In order to ensure that the model can cover all sizes of human heads while ensuring light weight, the backbone network is well designed, the maximum receptive field size is 767, and the human head area of three data sets can be completely covered. The main network structure is divided into 4 sub-intensive context modules, namely Deneblock _1, Deneblock _2, Deneblock _3 and Deneblock _ 4. The dense context module effectively ensures the information flow of the network layer and can reserve more multi-scale context characteristics. The Denseblock _1 is formed by stacking ten feature extraction blocks, the feature extraction blocks are respectively a convolution layer with a convolution kernel size of 3 multiplied by 64 (length multiplied by width multiplied by the number of channels), a batch normalization layer and a ReLu activation function combination module with a step length of 2, and the output size is 1/4 of input; nine convolution layers with convolution kernel size of 3 multiplied by 64 and step length of 1, a batch normalization layer and a ReLu activation function combination module, wherein a dense connection mode is adopted among the nine modules, and the size of the feature map is kept unchanged in the calculation process. The structure of Denseblock _2, Densblock _3 and Densblock _4 is completely the same, and the Densblock _4 is formed by stacking five feature extraction blocks, wherein the feature extraction blocks are respectively a convolution layer, a batch normalization layer and a ReLu activation function combination module, the convolution core size of which is 3 multiplied by 128 and the step length of which is 2, and the output size is 1/2 of input; the four convolution kernels are 3 multiplied by 64, the convolution layer with the step length of 1, the batch normalization layer and the ReLu activation function combination module, a dense connection mode is adopted among the four modules, and the size of the feature map is kept unchanged in the calculation process. The Densblock _5 is formed by stacking three repeated feature extraction blocks, each feature extraction block is composed of a convolution layer with convolution kernel size of 3 x 128 and step length of 1, a batch normalization layer and a ReLu activation function, dense connection is also adopted among the feature extraction blocks, and the feature graph size in the calculation process is kept unchanged.

Because the receptive fields of the networks in different stages of the designed model are different in size, heads with different sizes can be covered by receptive fields with corresponding sizes or larger sizes. According to the receptive field calculated by the formula (4), the invention sets six branches of intermediate supervision, see fig. 2.

Wherein l_kDenotes the size of the corresponding receptive field of the k-th layer, f_kIs the pooling size, s, of the convolution kernel or pooling layer of the k-th layer_hIndicating the step size corresponding to the h-th layer convolution.

The sizes of the receptive fields corresponding to Branch _1-6 are 39, 71, 143, 287, 575 and 767 respectively. The head size intervals detected by the corresponding six branches are set to [3, 15], [15, 30], [30, 60], [60, 120], [120, 240], [240, 480 ]. Due to the adoption of the image enhancement strategy of random scaling, the scaling is 0.7-1.6, even if the maximum size 480 of the human head interval is 768 after being amplified by 1.6 times of the maximum scaling, the maximum receptive field is just corresponding to. The maximum human head actual size of the three data sets is 382 multiplied by 382 through statistics and does not exceed 480, so that the receptive field of the network can completely cover all sizes of human head regions including the zoomed human head region, and the rationality of the network design is also proved.

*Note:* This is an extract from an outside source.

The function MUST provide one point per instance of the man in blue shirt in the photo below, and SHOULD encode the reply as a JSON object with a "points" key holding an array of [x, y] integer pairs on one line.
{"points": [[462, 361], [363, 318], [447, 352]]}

The six middle supervision branches are similar in structure, each branch comprises two sub-branches, namely a segmentation graph predictor branch and a density graph predictor branch, the design principle is light weight as much as possible, and only a convolution kernel with the size of 1 multiplied by 1 is used. Each intermediate supervision branch maps the features to a new feature space through a convolution layer with a convolution kernel size of 1 × 1 × c (the number of channels c is consistent with the number of output channels of the corresponding dense context module), and then sends the features to two sub-branches respectively. The segmentation graph prediction sub-branch comprises two 1 multiplied by 1 convolution layers, the channel numbers are c and 2 respectively, and finally the prediction results of the two-channel segmentation graph are output. The density map predictor branch comprises two 1 multiplied by 1 convolutional layers, the number of channels is c and 1 respectively, and finally the single-channel density map prediction result is output.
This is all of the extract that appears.